Nutritional neglect and dehydration found in aged care
24 MAY 2013
A picture of lonely dining experiences with poor quality and inadequate food has emerged in CSU research centred on nutrition and hydration in Australian residential aged care.
A picture of lonely dining experiences with poor quality and inadequate food has emerged in Charles Sturt University (CSU) research centred on nutrition and hydration in Australian residential aged care.
“‘Two dead frankfurts and a blob of sauce’: The serendipity of receiving nutrition and hydration in Australian residential aged care” involved in-depth interviews with family members and carers of elderly people in Australian aged care facilities.
“We found the communal dining room can be a lonely place where residents are left waiting for a meal which can be served at a time that suits the institution, not the residents,” lead researcher Dr Maree Bernoth from the University’s School of Nursing, Midwifery and Indigenous Health said. “Residents are encouraged to be seated in the dining room up to an hour before a meal is served.”
A prominent concern highlighted throughout the study was the quality of food served to the residents.
“The lack of culturally appropriate food and respect for the food traditions of older people; the absence of fruit to snack on; a lack of variety in the food; and an inability of the resident to actually access the food served for them were some of the issues repeatedly raised during our interviews,” Dr Bernoth said.
“As one interviewee said; ‘…he’s a self-funded retiree who’s paid $400 000 bond to be there and they give him two dead frankfurts and a blob of sauce or two party pies for dinner! It’s pathetic.’
“The facilities are required to have a dietician evaluate the nutritional content of food. The menu is sent to the dietician and the evaluation is done without the dietician seeing residents or the food served.”
The study also found relatives and carers were concerned the strong emphasis placed on preventing food borne pathogens leads to restrictions in the choice of food. Basic items such as lettuce and preserved meats were prohibited and some food such as tomatoes and apples were washed in diluted bleach.

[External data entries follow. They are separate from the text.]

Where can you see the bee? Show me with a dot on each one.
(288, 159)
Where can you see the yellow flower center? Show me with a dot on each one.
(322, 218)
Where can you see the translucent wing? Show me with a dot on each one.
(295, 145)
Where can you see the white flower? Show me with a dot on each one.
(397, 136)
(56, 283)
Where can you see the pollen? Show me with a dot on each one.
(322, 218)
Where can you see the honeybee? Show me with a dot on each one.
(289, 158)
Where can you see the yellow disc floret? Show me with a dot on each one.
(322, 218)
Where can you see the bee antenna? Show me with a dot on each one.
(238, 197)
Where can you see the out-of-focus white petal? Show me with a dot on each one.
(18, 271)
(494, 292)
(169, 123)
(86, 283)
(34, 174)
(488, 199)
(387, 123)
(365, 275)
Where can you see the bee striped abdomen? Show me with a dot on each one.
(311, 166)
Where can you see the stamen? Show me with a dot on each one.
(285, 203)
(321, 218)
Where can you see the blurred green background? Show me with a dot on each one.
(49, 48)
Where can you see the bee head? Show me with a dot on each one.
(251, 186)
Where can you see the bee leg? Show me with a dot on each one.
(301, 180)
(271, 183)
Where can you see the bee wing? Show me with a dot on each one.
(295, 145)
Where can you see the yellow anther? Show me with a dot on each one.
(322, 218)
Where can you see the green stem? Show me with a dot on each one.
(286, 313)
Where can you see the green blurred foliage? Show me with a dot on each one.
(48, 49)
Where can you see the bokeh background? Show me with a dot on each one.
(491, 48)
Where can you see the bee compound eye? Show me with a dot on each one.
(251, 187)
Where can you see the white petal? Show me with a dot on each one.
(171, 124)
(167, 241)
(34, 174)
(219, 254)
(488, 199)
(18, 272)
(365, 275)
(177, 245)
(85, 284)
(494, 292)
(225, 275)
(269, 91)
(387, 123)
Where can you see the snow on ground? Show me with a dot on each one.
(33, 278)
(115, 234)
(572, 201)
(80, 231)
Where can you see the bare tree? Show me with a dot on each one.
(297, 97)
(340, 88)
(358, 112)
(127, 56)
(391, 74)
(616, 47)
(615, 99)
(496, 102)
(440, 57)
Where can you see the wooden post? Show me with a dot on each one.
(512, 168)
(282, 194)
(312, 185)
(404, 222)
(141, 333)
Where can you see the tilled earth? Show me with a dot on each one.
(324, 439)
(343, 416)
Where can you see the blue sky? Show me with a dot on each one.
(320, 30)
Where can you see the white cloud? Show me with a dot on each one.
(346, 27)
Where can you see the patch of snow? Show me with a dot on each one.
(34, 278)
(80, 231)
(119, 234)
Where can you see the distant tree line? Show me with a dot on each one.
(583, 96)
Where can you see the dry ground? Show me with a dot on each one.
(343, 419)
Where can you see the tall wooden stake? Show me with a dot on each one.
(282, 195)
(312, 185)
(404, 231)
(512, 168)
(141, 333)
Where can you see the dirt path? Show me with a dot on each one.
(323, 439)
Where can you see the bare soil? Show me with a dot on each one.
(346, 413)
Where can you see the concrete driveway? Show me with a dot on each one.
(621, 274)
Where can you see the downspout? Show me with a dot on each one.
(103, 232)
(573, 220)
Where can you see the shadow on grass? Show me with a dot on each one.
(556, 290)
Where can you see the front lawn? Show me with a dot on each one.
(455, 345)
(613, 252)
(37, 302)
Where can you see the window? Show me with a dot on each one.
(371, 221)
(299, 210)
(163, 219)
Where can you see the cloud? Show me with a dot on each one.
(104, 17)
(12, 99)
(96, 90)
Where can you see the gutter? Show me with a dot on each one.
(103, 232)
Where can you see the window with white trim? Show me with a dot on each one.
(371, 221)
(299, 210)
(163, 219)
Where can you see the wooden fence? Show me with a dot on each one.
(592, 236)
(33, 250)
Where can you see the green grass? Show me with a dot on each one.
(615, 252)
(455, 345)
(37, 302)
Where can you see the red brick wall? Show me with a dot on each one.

“Yet we found family members had evidence of unhygienic kitchen and utensils and ground-in spilt food left on resident clothing,” Dr Bernoth said.

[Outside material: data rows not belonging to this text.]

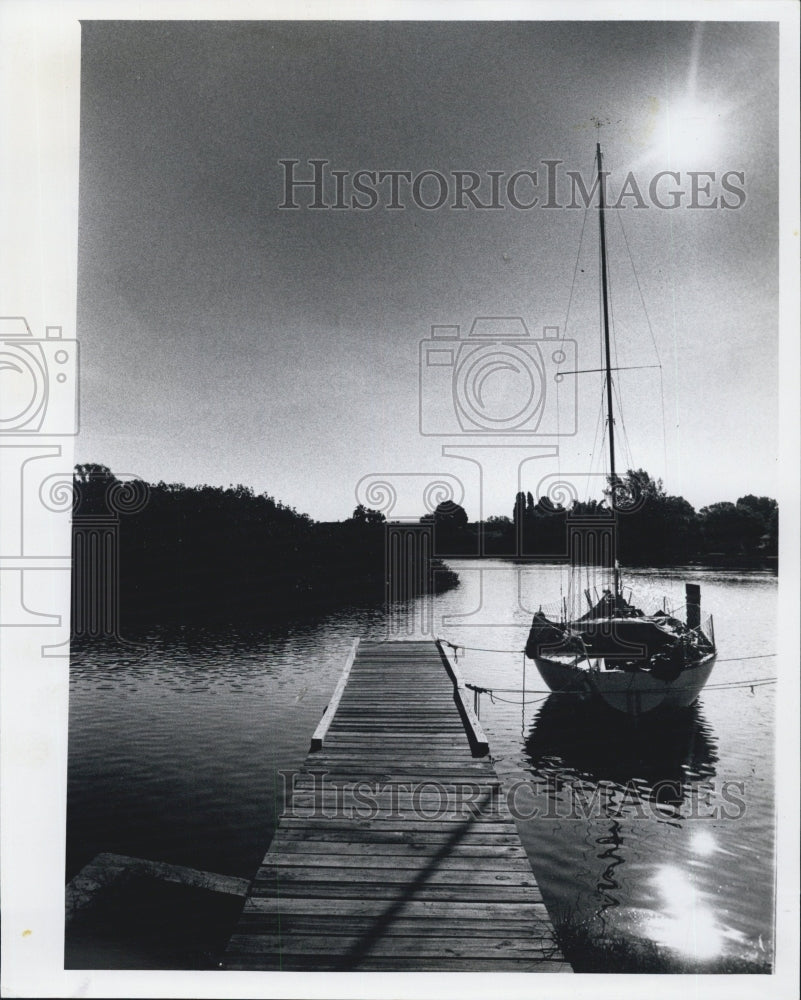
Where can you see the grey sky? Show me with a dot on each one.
(225, 340)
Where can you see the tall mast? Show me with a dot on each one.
(605, 294)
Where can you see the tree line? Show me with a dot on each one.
(653, 528)
(213, 554)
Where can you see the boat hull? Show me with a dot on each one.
(632, 692)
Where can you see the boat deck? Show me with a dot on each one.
(397, 850)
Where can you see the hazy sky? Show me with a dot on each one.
(226, 340)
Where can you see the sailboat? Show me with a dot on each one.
(616, 653)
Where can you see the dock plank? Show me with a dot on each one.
(396, 850)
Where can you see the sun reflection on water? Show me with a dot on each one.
(687, 924)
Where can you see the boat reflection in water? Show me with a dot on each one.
(640, 786)
(662, 759)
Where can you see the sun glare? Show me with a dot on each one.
(690, 133)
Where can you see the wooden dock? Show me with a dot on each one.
(397, 851)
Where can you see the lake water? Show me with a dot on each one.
(658, 831)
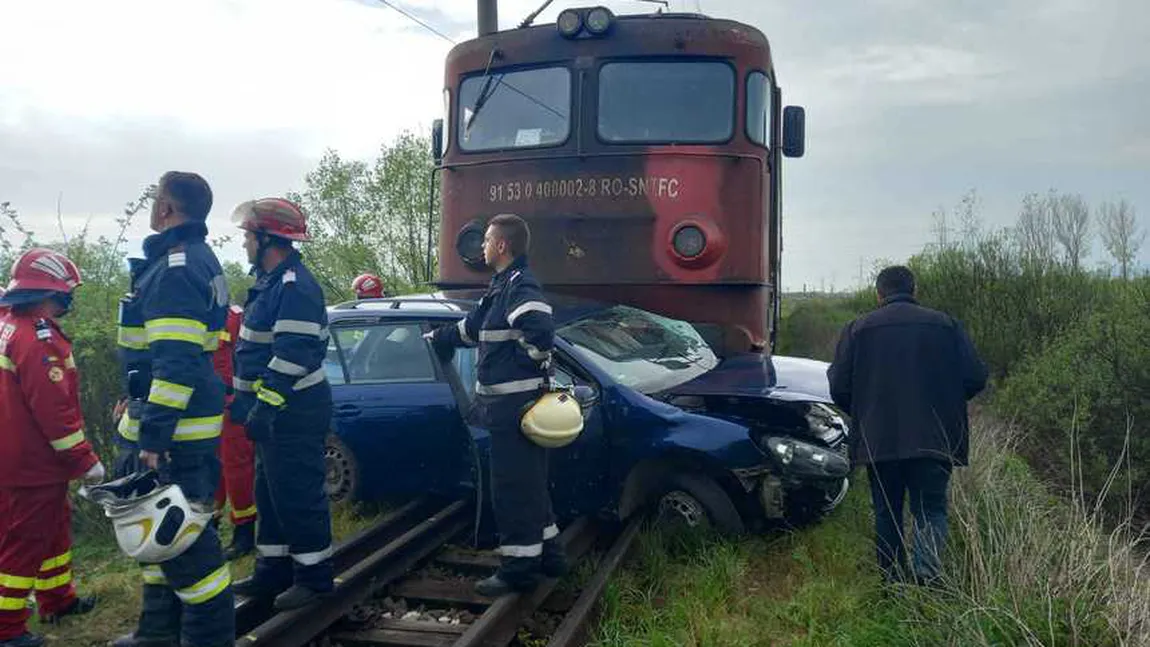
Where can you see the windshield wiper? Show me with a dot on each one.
(485, 93)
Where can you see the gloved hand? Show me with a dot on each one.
(260, 421)
(94, 475)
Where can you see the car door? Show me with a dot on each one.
(395, 410)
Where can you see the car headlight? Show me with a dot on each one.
(806, 460)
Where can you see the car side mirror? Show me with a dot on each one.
(794, 131)
(585, 395)
(437, 141)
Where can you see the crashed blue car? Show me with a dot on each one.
(733, 444)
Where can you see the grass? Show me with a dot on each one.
(101, 569)
(1024, 568)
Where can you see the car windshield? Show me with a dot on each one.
(641, 349)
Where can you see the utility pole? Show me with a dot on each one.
(489, 16)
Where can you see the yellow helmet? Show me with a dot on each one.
(554, 420)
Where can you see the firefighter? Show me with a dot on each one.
(237, 454)
(284, 399)
(169, 326)
(41, 446)
(514, 331)
(368, 286)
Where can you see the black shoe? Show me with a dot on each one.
(298, 597)
(23, 640)
(243, 541)
(250, 587)
(78, 607)
(130, 640)
(554, 560)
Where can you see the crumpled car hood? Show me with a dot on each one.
(777, 377)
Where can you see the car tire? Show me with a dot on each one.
(695, 500)
(342, 474)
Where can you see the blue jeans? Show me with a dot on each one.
(926, 482)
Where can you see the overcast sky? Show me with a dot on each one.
(909, 104)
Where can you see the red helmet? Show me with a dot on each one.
(273, 216)
(44, 269)
(368, 286)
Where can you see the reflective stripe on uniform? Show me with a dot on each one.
(68, 441)
(13, 603)
(315, 377)
(508, 334)
(270, 397)
(257, 336)
(170, 394)
(282, 366)
(462, 332)
(533, 551)
(312, 559)
(129, 428)
(131, 337)
(198, 429)
(17, 582)
(48, 584)
(154, 575)
(528, 307)
(56, 562)
(244, 513)
(186, 429)
(298, 328)
(273, 549)
(506, 387)
(206, 588)
(175, 329)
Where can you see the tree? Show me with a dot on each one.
(372, 217)
(1072, 226)
(1120, 233)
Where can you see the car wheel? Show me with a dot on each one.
(340, 471)
(695, 500)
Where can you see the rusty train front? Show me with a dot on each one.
(643, 151)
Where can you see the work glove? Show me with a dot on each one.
(260, 421)
(94, 475)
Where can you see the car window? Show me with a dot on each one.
(384, 353)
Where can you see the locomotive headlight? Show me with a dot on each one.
(569, 23)
(599, 21)
(689, 241)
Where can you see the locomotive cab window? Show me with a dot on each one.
(516, 109)
(666, 101)
(758, 108)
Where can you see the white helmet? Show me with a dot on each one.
(554, 420)
(153, 522)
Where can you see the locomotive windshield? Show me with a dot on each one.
(515, 109)
(666, 101)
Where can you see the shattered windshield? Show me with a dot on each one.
(641, 349)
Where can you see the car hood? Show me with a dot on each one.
(777, 377)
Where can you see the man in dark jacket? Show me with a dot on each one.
(513, 329)
(904, 374)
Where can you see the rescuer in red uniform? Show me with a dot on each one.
(41, 446)
(368, 286)
(237, 453)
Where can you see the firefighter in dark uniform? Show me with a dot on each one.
(284, 400)
(169, 328)
(513, 328)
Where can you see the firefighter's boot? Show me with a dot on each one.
(243, 541)
(514, 575)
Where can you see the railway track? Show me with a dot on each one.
(399, 584)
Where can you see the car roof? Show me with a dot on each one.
(437, 306)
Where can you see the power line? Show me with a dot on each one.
(419, 22)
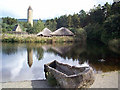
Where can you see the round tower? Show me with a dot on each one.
(30, 15)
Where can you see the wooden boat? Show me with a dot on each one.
(70, 76)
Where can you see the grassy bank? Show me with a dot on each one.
(35, 39)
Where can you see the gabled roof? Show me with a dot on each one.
(62, 32)
(45, 32)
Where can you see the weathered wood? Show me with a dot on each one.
(70, 76)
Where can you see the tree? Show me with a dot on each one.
(112, 28)
(62, 22)
(69, 21)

“The residents were left dirty and ate off utensils that would never be considered acceptable in their former homes.”
The report highlights problems some elderly residents experienced in accessing the food and water once it is served. This is a particular problem if there is no family member present to help the resident with tasks such as reaching a water bottle or removing the lid.
Dr Bernoth said, “In using the word ‘serendipity’ we hope to emphasis the accidental nature that our study found of the residents receiving adequate food and fluids in residential aged care.

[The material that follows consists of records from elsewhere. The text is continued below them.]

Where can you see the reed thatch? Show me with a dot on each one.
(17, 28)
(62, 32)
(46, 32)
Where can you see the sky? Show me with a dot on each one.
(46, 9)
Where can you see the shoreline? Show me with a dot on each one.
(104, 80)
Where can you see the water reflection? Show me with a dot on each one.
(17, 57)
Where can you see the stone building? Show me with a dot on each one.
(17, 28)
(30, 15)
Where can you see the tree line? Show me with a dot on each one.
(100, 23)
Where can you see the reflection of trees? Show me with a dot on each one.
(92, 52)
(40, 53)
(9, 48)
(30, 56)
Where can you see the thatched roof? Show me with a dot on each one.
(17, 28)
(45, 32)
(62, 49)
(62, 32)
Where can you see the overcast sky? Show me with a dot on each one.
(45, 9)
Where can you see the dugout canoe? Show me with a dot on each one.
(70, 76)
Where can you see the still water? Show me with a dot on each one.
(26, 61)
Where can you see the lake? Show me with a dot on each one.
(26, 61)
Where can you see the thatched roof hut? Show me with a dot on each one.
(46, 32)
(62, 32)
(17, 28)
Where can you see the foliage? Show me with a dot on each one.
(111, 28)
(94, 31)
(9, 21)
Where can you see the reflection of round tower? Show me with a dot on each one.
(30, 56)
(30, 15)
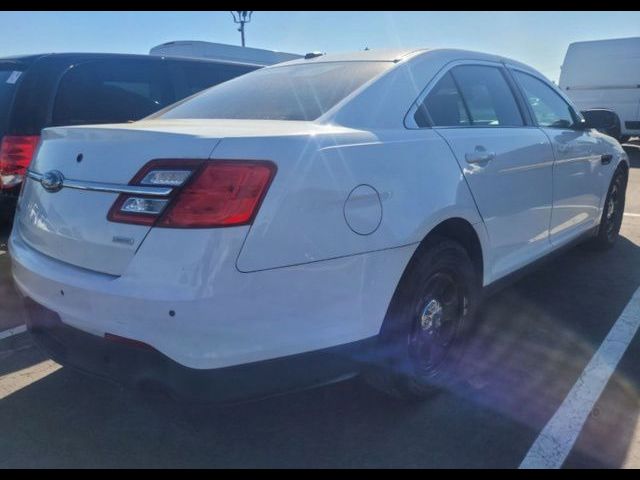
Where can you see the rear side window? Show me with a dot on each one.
(293, 92)
(111, 91)
(549, 108)
(196, 76)
(9, 78)
(471, 95)
(444, 105)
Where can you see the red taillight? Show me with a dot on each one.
(218, 193)
(16, 153)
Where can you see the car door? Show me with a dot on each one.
(578, 168)
(506, 162)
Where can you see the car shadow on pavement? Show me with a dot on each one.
(533, 341)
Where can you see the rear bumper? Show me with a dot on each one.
(134, 365)
(194, 306)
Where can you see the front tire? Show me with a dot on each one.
(423, 336)
(613, 212)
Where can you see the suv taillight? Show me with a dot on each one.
(16, 153)
(206, 194)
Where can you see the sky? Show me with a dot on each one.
(539, 39)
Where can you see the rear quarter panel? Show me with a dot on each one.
(302, 219)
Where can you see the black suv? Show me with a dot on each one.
(38, 91)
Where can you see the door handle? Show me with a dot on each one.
(479, 158)
(606, 159)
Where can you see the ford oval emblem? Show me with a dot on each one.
(52, 181)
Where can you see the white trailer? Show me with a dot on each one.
(220, 51)
(605, 74)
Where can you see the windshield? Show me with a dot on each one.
(295, 92)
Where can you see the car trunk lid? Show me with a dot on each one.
(71, 224)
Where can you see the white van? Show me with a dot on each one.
(221, 51)
(605, 74)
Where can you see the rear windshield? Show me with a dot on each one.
(295, 92)
(111, 91)
(9, 77)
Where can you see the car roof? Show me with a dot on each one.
(401, 54)
(375, 55)
(81, 56)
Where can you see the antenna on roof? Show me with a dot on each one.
(241, 17)
(311, 55)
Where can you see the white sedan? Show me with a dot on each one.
(307, 222)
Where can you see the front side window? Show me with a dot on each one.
(487, 96)
(293, 92)
(549, 108)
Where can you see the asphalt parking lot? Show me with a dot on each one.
(534, 341)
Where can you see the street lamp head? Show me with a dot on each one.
(242, 16)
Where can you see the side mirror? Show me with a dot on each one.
(603, 120)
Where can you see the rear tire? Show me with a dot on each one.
(612, 213)
(424, 333)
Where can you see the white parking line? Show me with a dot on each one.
(12, 331)
(557, 438)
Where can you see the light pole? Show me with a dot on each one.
(241, 17)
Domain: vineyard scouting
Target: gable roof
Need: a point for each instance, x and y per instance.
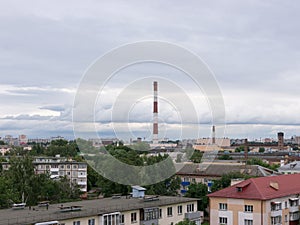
(262, 188)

“The inability of the aged care residents to receive proper nourishment and hydration obviously has adverse impacts on their health and is ultimately a violation of their human rights.
“The nutritional neglect remains a real and an ongoing issue of deep concern in Australian residential aged care.
“In this research, we are not looking to lay blame but to highlight real flaws in a system that is failing some of Australia’s most vulnerable people.”